“Unconquered and Unconquerable” by students and staff of The Meek School of Journalism and New Media. See below for a full bio.
The Dawes Act, passed by Congress in 1887, was designed to dismantle tribal land ownership by allotting parcels of reservation land to individual members of tribes. The law changed their legal status from members of tribes to individuals subject to federal law. It dissolved many tribal affiliations, a huge blow to tribal sovereignty.
President Grover Cleveland said it would improve Native Americans’ lives by incorporating them into white culture. It didn’t work out quite that way. As passed, the law did not cover the Five Civilized Tribes (Chickasaw, Choctaw, Cherokee, Muskogee Creek, Seminole).

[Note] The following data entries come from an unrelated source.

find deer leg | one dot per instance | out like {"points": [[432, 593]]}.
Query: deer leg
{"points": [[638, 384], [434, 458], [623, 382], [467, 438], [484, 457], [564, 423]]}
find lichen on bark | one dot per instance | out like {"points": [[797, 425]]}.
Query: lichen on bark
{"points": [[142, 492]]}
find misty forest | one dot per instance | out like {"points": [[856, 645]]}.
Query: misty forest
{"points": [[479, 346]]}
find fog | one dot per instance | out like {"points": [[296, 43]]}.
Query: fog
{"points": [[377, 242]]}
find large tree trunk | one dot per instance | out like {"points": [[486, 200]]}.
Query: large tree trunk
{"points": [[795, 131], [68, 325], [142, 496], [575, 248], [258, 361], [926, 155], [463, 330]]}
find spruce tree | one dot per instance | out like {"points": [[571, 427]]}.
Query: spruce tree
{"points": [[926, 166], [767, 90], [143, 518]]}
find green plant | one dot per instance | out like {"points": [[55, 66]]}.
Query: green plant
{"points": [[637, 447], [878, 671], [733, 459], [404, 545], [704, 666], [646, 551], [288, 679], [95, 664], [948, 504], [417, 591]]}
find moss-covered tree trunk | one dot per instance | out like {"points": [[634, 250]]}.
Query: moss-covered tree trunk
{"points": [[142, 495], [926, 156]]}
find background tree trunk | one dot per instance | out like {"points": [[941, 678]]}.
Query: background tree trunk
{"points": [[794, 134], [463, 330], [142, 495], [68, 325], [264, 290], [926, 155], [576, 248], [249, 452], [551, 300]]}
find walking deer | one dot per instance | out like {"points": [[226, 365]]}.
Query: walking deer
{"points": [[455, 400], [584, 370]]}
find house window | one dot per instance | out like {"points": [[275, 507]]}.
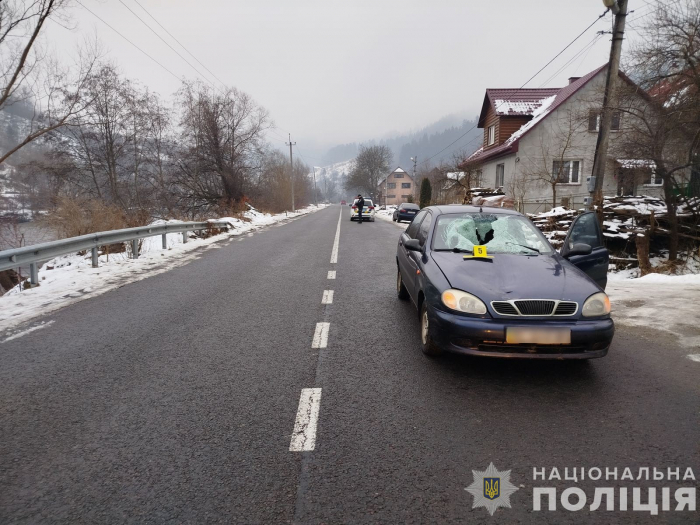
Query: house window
{"points": [[500, 175], [566, 172], [594, 121], [651, 178]]}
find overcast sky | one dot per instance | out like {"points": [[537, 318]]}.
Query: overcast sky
{"points": [[332, 71]]}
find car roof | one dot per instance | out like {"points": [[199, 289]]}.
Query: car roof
{"points": [[468, 208]]}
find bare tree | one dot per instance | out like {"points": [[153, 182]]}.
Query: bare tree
{"points": [[221, 144], [371, 164], [28, 72], [663, 113], [551, 165]]}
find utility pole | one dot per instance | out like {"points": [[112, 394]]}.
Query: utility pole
{"points": [[595, 185], [291, 165]]}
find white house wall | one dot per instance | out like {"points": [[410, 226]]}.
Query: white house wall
{"points": [[544, 143]]}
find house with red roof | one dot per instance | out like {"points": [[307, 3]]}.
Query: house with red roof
{"points": [[397, 187], [539, 145]]}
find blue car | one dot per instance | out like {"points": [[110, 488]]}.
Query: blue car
{"points": [[405, 212], [487, 282]]}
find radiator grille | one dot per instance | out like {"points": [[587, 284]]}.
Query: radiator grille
{"points": [[535, 307]]}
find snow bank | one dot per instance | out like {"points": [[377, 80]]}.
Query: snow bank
{"points": [[71, 278], [660, 302]]}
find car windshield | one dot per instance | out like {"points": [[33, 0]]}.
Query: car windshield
{"points": [[500, 233]]}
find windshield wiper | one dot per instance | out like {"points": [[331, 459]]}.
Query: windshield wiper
{"points": [[524, 246], [453, 250]]}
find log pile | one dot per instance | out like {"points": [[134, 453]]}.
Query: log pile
{"points": [[624, 219]]}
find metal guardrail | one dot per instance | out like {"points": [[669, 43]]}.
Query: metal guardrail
{"points": [[37, 253]]}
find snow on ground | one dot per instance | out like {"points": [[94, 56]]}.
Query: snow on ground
{"points": [[661, 302], [73, 278], [388, 215]]}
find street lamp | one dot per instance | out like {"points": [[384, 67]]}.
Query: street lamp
{"points": [[612, 5], [315, 201]]}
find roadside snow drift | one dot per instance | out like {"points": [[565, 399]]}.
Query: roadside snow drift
{"points": [[71, 278]]}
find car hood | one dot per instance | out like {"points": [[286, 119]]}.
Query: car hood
{"points": [[509, 276]]}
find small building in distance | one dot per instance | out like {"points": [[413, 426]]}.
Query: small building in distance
{"points": [[396, 188]]}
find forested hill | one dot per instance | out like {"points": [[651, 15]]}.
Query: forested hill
{"points": [[423, 143]]}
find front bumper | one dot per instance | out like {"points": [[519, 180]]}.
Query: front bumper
{"points": [[487, 337]]}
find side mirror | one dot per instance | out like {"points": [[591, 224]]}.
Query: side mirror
{"points": [[412, 244], [578, 249]]}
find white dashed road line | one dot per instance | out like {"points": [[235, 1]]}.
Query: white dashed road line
{"points": [[321, 335], [334, 253], [304, 435]]}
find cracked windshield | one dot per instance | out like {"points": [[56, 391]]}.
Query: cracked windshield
{"points": [[349, 262]]}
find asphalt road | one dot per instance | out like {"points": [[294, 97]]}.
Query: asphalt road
{"points": [[174, 399]]}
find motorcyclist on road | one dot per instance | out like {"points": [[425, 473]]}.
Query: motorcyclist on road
{"points": [[360, 203]]}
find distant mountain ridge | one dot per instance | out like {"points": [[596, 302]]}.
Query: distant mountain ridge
{"points": [[423, 143]]}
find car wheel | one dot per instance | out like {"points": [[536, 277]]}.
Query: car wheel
{"points": [[400, 288], [428, 346]]}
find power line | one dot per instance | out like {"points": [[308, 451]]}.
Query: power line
{"points": [[524, 84], [179, 43], [587, 47], [167, 44], [125, 38]]}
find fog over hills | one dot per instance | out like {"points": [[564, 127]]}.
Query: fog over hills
{"points": [[423, 143]]}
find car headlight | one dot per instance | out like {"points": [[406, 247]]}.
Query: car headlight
{"points": [[463, 302], [596, 305]]}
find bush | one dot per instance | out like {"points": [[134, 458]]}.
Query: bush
{"points": [[73, 217]]}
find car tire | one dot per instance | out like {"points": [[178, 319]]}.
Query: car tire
{"points": [[400, 288], [427, 344]]}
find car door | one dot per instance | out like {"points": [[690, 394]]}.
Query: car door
{"points": [[407, 263], [422, 236], [586, 230]]}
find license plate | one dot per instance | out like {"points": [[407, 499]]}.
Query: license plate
{"points": [[538, 336]]}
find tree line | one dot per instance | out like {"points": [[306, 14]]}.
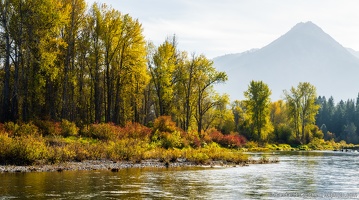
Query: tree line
{"points": [[339, 121], [64, 59], [61, 59]]}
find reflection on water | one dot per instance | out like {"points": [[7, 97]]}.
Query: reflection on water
{"points": [[314, 174]]}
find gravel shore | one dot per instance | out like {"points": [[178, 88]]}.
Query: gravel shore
{"points": [[94, 165], [115, 166]]}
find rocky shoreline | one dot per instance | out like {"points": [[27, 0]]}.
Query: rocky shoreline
{"points": [[113, 166]]}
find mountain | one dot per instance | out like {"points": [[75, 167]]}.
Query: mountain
{"points": [[304, 54]]}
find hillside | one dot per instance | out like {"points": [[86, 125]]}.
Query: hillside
{"points": [[304, 53]]}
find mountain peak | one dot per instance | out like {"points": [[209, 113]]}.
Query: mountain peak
{"points": [[304, 54], [308, 28]]}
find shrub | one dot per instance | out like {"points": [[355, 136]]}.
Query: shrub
{"points": [[27, 149], [5, 147], [48, 127], [167, 140], [103, 131], [27, 129], [126, 149], [135, 130], [11, 128], [68, 128], [164, 124]]}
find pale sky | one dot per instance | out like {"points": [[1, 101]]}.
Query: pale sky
{"points": [[215, 28]]}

But after failing to persuade the five tribes to accept allotments, Congress in 1896 gave the Dawes Commission power to enroll tribal members on a list that would serve as final authority on who belonged to which tribe and was therefore eligible for an allotment. The list was called the Dawes Roll, or the “final rolls of the civilized tribes.”
Using powers granted it by the Curtis Act in 1898, the Dawes Commission processed applications from more than 250,000 people and approved more than 101,000 for the final rolls by the time the process closed on March 4, 1907. The rolls remained the definitive source on eligibility for tribal membership.

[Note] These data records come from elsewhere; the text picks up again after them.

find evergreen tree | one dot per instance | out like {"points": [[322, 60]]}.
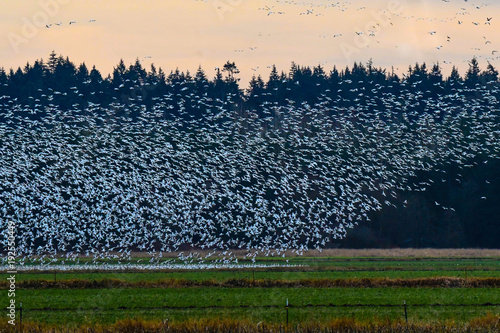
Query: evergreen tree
{"points": [[472, 75], [490, 75]]}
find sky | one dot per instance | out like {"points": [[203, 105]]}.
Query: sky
{"points": [[255, 34]]}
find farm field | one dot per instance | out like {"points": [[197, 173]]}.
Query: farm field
{"points": [[65, 304]]}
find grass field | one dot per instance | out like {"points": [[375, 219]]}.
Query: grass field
{"points": [[73, 307]]}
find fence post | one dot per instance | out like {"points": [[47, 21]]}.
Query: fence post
{"points": [[21, 315], [287, 312], [406, 312]]}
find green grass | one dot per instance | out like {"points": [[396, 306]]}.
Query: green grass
{"points": [[108, 305], [313, 268], [240, 274], [87, 306]]}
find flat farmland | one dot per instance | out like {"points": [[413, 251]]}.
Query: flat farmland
{"points": [[436, 290]]}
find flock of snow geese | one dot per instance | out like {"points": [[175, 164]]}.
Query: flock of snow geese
{"points": [[97, 184]]}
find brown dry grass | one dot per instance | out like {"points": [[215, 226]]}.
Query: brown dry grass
{"points": [[434, 282], [489, 323], [353, 253]]}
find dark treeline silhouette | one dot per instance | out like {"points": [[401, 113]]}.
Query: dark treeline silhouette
{"points": [[60, 82]]}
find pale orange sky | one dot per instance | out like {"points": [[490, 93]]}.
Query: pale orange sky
{"points": [[253, 33]]}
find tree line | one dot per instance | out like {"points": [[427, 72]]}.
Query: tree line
{"points": [[58, 81]]}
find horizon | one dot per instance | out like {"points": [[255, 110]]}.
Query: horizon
{"points": [[255, 35]]}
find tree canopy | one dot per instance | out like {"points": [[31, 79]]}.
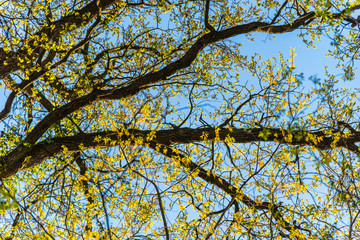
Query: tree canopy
{"points": [[146, 120]]}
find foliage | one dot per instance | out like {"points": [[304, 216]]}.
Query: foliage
{"points": [[135, 120]]}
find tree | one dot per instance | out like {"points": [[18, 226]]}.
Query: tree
{"points": [[133, 120]]}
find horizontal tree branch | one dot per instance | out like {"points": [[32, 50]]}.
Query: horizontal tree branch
{"points": [[51, 147]]}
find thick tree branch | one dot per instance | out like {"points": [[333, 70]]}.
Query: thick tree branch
{"points": [[14, 161], [50, 147]]}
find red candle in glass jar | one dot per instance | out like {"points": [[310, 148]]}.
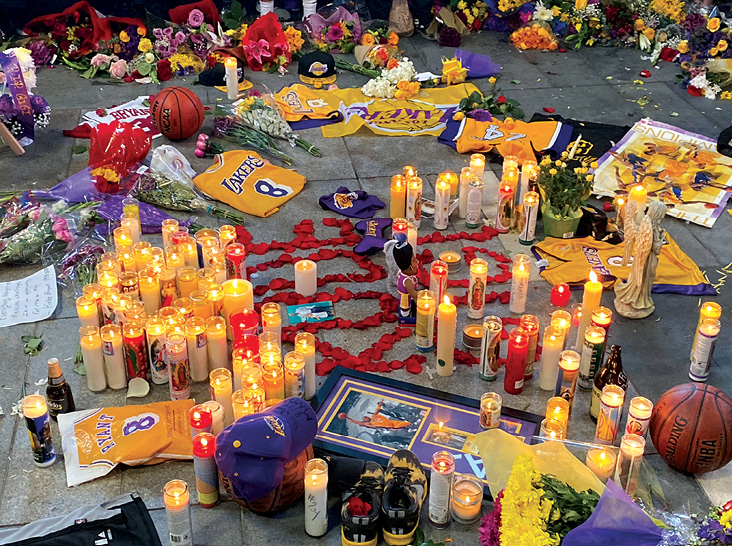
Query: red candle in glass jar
{"points": [[518, 346], [243, 321], [560, 295]]}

The commission then surveyed and appraised 19,525,966 acres of tribal land and handed out 15,794,000 acres of allotments, with allotment sizes based on appraised value. Some people received cash instead of land.
The commission put aside 125,427 acres for railroads, town sites, churches, schools and cemeteries. It put aside another 431,080 acres of Chickasaw and Choctaw land with coal and asphalt deposits and 1,278,753 acres of timber land.
The government leased those lands to others and eventually auctioned them off. Another 3,174,988 acres of unallotted land were sold. Overall, the original Dawes Act reduced Native American landholdings from 138 million acres in 1887 to 78 million in 1900 and continued the trend of white settlement on what had been tribal land.
It also funded boarding schools designed to assimilate Native American children into white society. The schools tried to destroy family and cultural ties. Children were punished for speaking their own language or following tribal traditions.
The law was abolished in 1934 under President Franklin Roosevelt.
Source: Kent Carter, Oklahoma Historical Society, and History.com
The Meek School faculty and students published “Unconquered and Unconquerable” online on August 19, 2016, to tell stories of the people and culture of the Chickasaw. The publication is the result of Bill Rose’s depth reporting class taught in the spring. Emily Bowen-Moore, Instructor of Media Design, designed the magazine.
“The reason we did this was because we discovered that many of them had no clue about the rich Indian history of Mississippi,” Rose said. “It was an eye-opening experience for the students. They found out a lot of stuff that Mississippians will be surprised about.”
Print copies are available October 2016.